Written By : Imran Razib
Goh V Shem is facing a giant task of rebuilding his career with a new partner and having to start from scratch, but he’s determined to overcome the challenges ahead.
Former partner Tan Wee Kiong announced the pair would be going their separate ways after seven year together last week.
Goh quickly moved to secure a partnership with fellow independent shuttler Low Juan Shen.
“At this point all the independent shuttlers who are front court players already have partners.
“Low is the only front court player who is unattached, so I have decided to partner with him for the upcoming tournaments,” Goh told the reporters.
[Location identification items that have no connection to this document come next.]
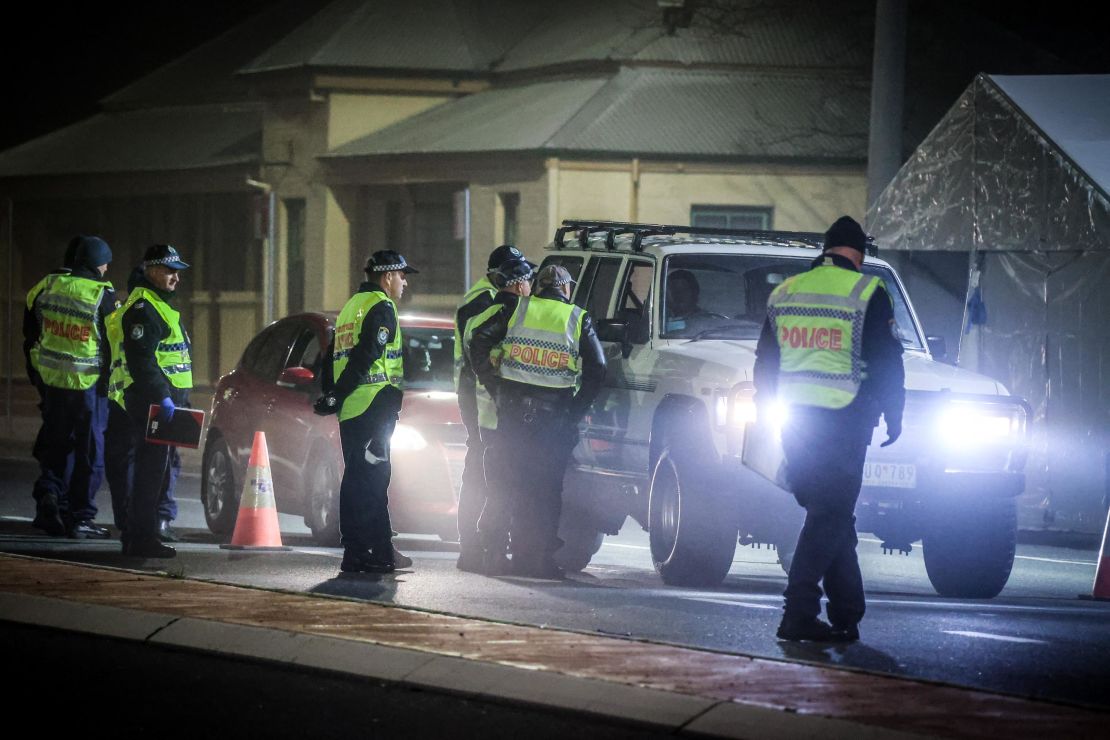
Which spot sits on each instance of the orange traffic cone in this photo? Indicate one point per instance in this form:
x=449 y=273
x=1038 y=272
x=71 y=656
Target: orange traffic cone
x=1101 y=589
x=256 y=524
The new pair will make their debut at the upcoming Taipei Open (Sept 7-12), and plan to compete at the Denmark Open (Oct 19-24) and French Open (Oct 26-31) after that.
While the duo do not have an official ranking as of yet, they will be allowed to combine both their rankings from previous partnerships for the three events.
Goh was ranked 13th with Tan, while Low was ranked 65th with Nur Azriyn Ayub.
Before they even make their debut, there’s also the small matter of securing a main sponsor and an equipment sponsor.
“Our main sponsors have not been confirmed yet, we are still looking for one. As for the equipment sponsor, it is still under process. We hope to confirm it before the Taipei Open.
“I want to prove myself more than anything else. I still want to play badminton at the highest level, so it will mean working hard even if we have to start from zero.
We have to start collecting points from the first tournament itself.
“I hope me and Low can develop a good understanding together,” he added.
With Tan, Goh scaled the top of the world rankings and won several major titles on the badminton circuit, most notably the Denmark Open and World Super Series Finals in 2016.
They also clinched silver at the Rio Olympics, and gold at the 2014 Commonwealth Games.
Meanwhile, the Badminton World Federation announced the cancellation of the Korea Open and Macau Open due to the ongoing Covid-19 restrictions that left the local organisers with no other option.